4. The pretreatment rotary kiln for producing high-purity lithium oxide according to claim 1, characterized in that, The second end cap (15) is provided with a temperature sensor (16) for detecting the temperature of lithium hydroxide.
5. The pretreatment rotary kiln for producing high-purity lithium oxide according to claim 1, characterized in that, Several turning plates (20) are provided on the inner wall of the roller (2).
6. The pretreatment rotary kiln for producing high-purity lithium oxide according to claim 1, characterized in that, Several spiral baffles (19) are provided on the inner wall of the roller (2).
7. The pretreatment rotary kiln for producing high-purity lithium oxide according to claim 1, characterized in that, A drain pipe (14) is provided at the bottom of the first end cap (10).
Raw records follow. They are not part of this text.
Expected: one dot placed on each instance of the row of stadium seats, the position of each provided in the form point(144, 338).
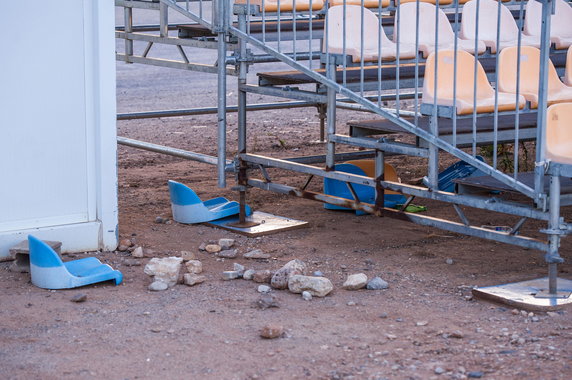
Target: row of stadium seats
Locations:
point(304, 5)
point(406, 30)
point(558, 92)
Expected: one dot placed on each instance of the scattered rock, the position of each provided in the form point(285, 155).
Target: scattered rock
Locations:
point(256, 254)
point(267, 301)
point(213, 248)
point(264, 289)
point(164, 269)
point(188, 255)
point(272, 331)
point(377, 283)
point(227, 253)
point(193, 279)
point(262, 276)
point(355, 281)
point(239, 268)
point(225, 243)
point(131, 263)
point(230, 275)
point(316, 286)
point(194, 266)
point(291, 268)
point(80, 297)
point(248, 274)
point(158, 286)
point(124, 245)
point(138, 252)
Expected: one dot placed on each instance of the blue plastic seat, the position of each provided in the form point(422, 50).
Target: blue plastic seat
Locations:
point(366, 194)
point(188, 208)
point(50, 272)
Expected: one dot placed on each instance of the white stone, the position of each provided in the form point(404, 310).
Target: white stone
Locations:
point(264, 289)
point(225, 243)
point(355, 281)
point(306, 295)
point(239, 268)
point(316, 286)
point(193, 279)
point(256, 254)
point(188, 255)
point(280, 278)
point(164, 269)
point(138, 252)
point(194, 266)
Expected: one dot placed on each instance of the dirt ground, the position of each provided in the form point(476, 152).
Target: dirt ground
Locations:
point(426, 325)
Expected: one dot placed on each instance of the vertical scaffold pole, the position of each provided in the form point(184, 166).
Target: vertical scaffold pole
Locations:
point(128, 21)
point(221, 29)
point(547, 10)
point(243, 70)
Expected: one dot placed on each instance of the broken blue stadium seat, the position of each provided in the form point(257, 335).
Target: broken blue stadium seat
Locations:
point(366, 194)
point(50, 272)
point(188, 208)
point(460, 169)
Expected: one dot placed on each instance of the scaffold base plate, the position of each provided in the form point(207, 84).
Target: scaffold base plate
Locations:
point(266, 224)
point(529, 295)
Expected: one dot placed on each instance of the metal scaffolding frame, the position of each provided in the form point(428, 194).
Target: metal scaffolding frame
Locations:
point(246, 27)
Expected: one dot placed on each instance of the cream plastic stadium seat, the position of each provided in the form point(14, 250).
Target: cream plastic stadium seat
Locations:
point(559, 133)
point(407, 30)
point(568, 75)
point(558, 92)
point(366, 3)
point(465, 85)
point(488, 10)
point(441, 2)
point(372, 31)
point(285, 5)
point(560, 23)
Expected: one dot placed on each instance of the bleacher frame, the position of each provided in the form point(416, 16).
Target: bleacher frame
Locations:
point(230, 31)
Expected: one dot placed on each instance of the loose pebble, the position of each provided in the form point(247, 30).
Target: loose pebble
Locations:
point(158, 286)
point(264, 289)
point(138, 252)
point(272, 331)
point(248, 274)
point(80, 297)
point(227, 253)
point(355, 281)
point(256, 254)
point(280, 278)
point(192, 279)
point(194, 266)
point(377, 283)
point(225, 243)
point(230, 275)
point(213, 248)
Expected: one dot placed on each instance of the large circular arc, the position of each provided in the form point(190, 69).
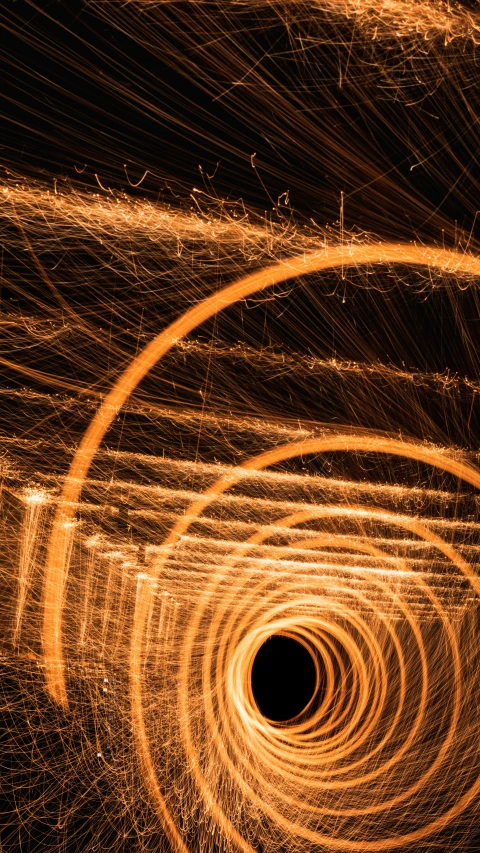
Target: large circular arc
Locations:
point(330, 257)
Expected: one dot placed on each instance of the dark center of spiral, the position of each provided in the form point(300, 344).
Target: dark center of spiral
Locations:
point(283, 678)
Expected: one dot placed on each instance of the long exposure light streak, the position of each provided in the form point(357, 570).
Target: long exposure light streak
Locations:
point(239, 405)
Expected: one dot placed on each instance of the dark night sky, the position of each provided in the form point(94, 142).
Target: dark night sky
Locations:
point(100, 93)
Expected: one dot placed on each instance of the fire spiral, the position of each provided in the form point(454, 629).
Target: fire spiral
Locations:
point(387, 724)
point(239, 467)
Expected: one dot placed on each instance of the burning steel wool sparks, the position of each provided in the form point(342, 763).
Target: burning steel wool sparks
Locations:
point(239, 427)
8. The pretreatment rotary kiln for producing high-purity lithium oxide according to claim 1, characterized in that, The first end cap (10) is provided with a feed pipe (9), and the second end cap (15) is provided with a discharge pipe (17).
9. A pretreatment rotary kiln for producing high-purity lithium oxide according to claim 8, characterized in that, The roller (2) is inclined toward the discharge pipe (17).
10. A pretreatment rotary kiln for producing high-purity lithium oxide according to claim 1, characterized in that, A toothed ring (4) is fixedly sleeved on the roller (2), and a gear (6) meshes with the toothed ring (4). The gear (6) is connected to a fixed drive motor (5).